That seems like when I have garden tragedies--when everything else is also going to ****.  Glad that this was not all you had going.


----------



## ozzydiodude (Nov 14, 2013)

Murphy's law just loves kicking us grower


----------



## Locked (Nov 16, 2013)

So here we are....at the gettin sexy phase. :hubba: 

I have been super cropping the crap out of them and heavy lst and they still are going nuts stretch wise. I don't care...I am going to be aggressive. 

Pics:


----------



## lovbnstoned (Nov 16, 2013)

toke on my brothers:joint:


----------



## WeedHopper (Nov 16, 2013)

Green Mojo


----------



## Rosebud (Nov 16, 2013)

Thanks for showing us your aggressive tendency's Hammy. I like to see how you do that lst. I haven't done that before.  Thank you.


----------



## Locked (Nov 16, 2013)

Rosebud said:
			
		

> Thanks for showing us your aggressive tendency's Hammy. I like to see how you do that lst. I haven't done that before.  Thank you.
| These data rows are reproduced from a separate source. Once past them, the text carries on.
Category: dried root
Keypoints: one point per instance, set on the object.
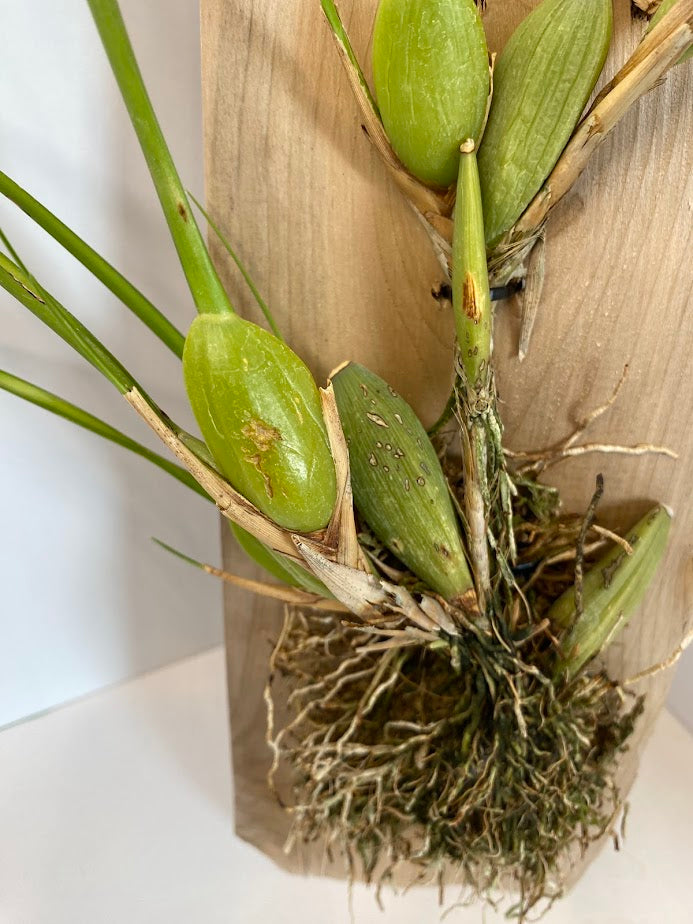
(460, 758)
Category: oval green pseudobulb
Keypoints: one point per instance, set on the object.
(275, 564)
(259, 412)
(542, 81)
(612, 591)
(431, 75)
(398, 483)
(657, 18)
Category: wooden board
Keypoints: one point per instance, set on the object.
(348, 272)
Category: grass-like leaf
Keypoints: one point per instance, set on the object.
(203, 280)
(121, 287)
(76, 415)
(243, 271)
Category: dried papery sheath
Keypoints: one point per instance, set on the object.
(431, 75)
(277, 565)
(611, 592)
(259, 412)
(399, 486)
(666, 6)
(542, 81)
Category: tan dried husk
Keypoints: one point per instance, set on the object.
(395, 626)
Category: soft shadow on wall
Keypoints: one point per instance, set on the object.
(87, 599)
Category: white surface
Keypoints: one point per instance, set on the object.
(118, 809)
(86, 598)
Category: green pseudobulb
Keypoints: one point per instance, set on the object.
(284, 569)
(541, 83)
(259, 411)
(398, 483)
(431, 75)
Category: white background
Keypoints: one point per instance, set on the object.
(86, 599)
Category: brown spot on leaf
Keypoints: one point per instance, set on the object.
(469, 303)
(377, 420)
(261, 434)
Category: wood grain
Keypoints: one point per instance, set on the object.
(348, 272)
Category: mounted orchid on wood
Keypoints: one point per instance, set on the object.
(445, 702)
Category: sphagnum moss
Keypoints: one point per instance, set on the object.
(429, 731)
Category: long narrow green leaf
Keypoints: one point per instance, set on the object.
(329, 8)
(131, 297)
(76, 415)
(47, 309)
(288, 572)
(205, 285)
(243, 271)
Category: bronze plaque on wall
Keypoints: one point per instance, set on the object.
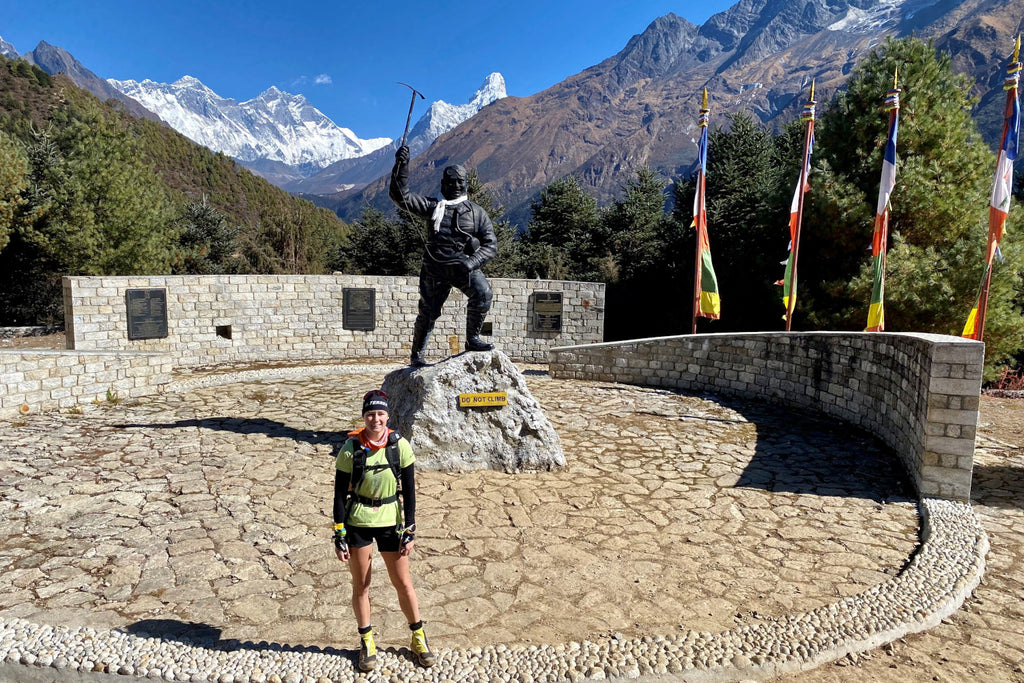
(146, 313)
(547, 313)
(358, 309)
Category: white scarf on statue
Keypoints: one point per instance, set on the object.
(438, 215)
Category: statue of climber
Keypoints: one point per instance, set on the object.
(460, 240)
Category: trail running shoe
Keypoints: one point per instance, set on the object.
(368, 652)
(420, 648)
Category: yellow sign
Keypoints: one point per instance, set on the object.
(483, 399)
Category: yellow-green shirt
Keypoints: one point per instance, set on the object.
(376, 483)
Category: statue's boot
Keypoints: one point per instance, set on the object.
(421, 333)
(474, 323)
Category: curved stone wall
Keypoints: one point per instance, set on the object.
(214, 319)
(918, 392)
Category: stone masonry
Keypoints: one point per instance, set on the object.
(918, 392)
(268, 317)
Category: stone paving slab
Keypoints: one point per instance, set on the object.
(204, 514)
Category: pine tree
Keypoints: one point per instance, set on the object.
(939, 207)
(564, 237)
(13, 184)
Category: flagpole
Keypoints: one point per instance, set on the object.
(995, 222)
(699, 211)
(880, 240)
(792, 303)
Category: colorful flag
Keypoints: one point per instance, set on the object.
(706, 300)
(876, 312)
(788, 281)
(1001, 190)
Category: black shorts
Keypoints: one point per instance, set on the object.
(360, 537)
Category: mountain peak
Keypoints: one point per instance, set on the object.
(493, 88)
(8, 50)
(274, 126)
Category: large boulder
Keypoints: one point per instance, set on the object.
(424, 408)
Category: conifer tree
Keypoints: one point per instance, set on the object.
(564, 237)
(939, 207)
(13, 184)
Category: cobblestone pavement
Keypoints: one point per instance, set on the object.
(984, 640)
(208, 512)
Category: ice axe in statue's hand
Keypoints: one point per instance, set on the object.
(410, 117)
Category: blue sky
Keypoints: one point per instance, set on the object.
(345, 56)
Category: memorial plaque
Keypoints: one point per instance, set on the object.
(358, 310)
(146, 313)
(547, 311)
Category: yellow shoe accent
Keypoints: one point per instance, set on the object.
(421, 650)
(368, 652)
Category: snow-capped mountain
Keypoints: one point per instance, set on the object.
(441, 117)
(275, 126)
(885, 14)
(8, 50)
(349, 173)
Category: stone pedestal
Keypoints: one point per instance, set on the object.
(424, 408)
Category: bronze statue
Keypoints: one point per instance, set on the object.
(460, 240)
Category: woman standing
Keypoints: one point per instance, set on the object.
(369, 469)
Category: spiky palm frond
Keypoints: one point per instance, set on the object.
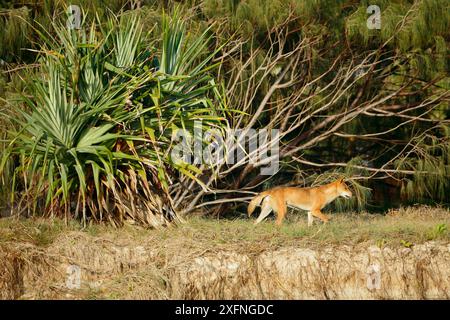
(93, 140)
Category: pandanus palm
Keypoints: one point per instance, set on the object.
(94, 134)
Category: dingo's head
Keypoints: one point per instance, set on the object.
(343, 189)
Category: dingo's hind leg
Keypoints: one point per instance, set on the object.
(266, 209)
(310, 219)
(281, 211)
(320, 215)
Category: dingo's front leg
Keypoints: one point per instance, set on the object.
(265, 211)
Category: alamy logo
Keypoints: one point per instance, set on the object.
(232, 147)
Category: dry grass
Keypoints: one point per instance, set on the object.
(198, 259)
(398, 227)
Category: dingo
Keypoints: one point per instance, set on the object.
(310, 199)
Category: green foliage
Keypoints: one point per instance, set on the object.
(94, 135)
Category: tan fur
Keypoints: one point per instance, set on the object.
(310, 199)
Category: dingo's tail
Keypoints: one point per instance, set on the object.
(255, 202)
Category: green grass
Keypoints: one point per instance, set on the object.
(404, 227)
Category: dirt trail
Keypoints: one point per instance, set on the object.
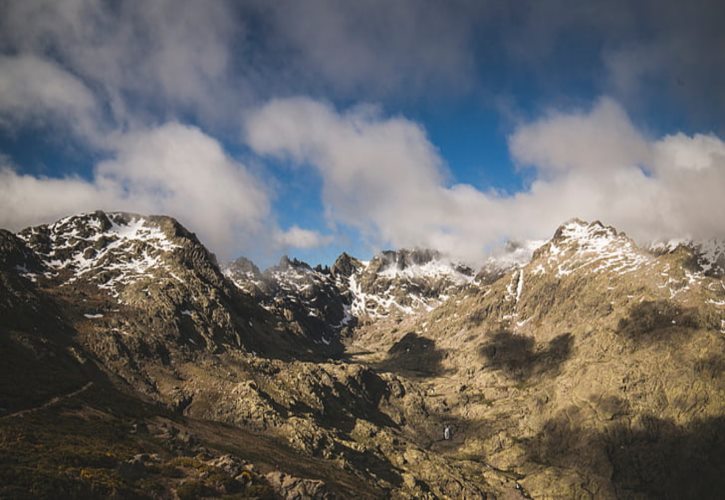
(52, 402)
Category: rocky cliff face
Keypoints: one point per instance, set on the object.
(592, 368)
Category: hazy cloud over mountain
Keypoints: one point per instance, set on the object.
(356, 94)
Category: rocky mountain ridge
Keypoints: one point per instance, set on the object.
(593, 369)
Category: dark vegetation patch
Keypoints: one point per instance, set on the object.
(663, 320)
(519, 357)
(649, 458)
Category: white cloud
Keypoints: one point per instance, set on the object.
(596, 140)
(143, 59)
(296, 237)
(173, 169)
(383, 176)
(38, 92)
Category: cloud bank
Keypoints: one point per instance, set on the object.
(172, 169)
(383, 176)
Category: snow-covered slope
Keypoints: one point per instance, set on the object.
(111, 250)
(592, 247)
(327, 299)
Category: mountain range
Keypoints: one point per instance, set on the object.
(135, 365)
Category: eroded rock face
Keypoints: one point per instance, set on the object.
(595, 368)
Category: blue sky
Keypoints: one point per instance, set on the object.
(314, 127)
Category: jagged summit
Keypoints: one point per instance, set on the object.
(707, 255)
(549, 373)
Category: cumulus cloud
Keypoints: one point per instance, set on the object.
(173, 169)
(383, 176)
(296, 237)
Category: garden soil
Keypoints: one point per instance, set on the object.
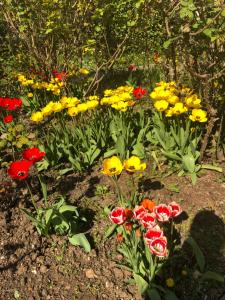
(34, 267)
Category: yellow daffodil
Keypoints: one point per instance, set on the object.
(198, 115)
(133, 164)
(161, 105)
(112, 166)
(37, 116)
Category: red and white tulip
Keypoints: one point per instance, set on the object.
(118, 215)
(163, 212)
(158, 246)
(175, 209)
Thanks Rose. I am bending the hell out of them. As well as pinching as many stems as I can. The pipe cleaners make it easy to adjust them as time goes on. Safety pins in the Smart Pots has worked out well.


----------



## lovbnstoned (Nov 16, 2013)

HL u mentioned Smart Pots ,, what r they ???


----------



## 7thG (Nov 16, 2013)

Looking really green Hamster cant wait to see some bud on them stems!

Does anyone know where I can get some good Larry OG? I've heard so much about it I think I wanna try it after my NL.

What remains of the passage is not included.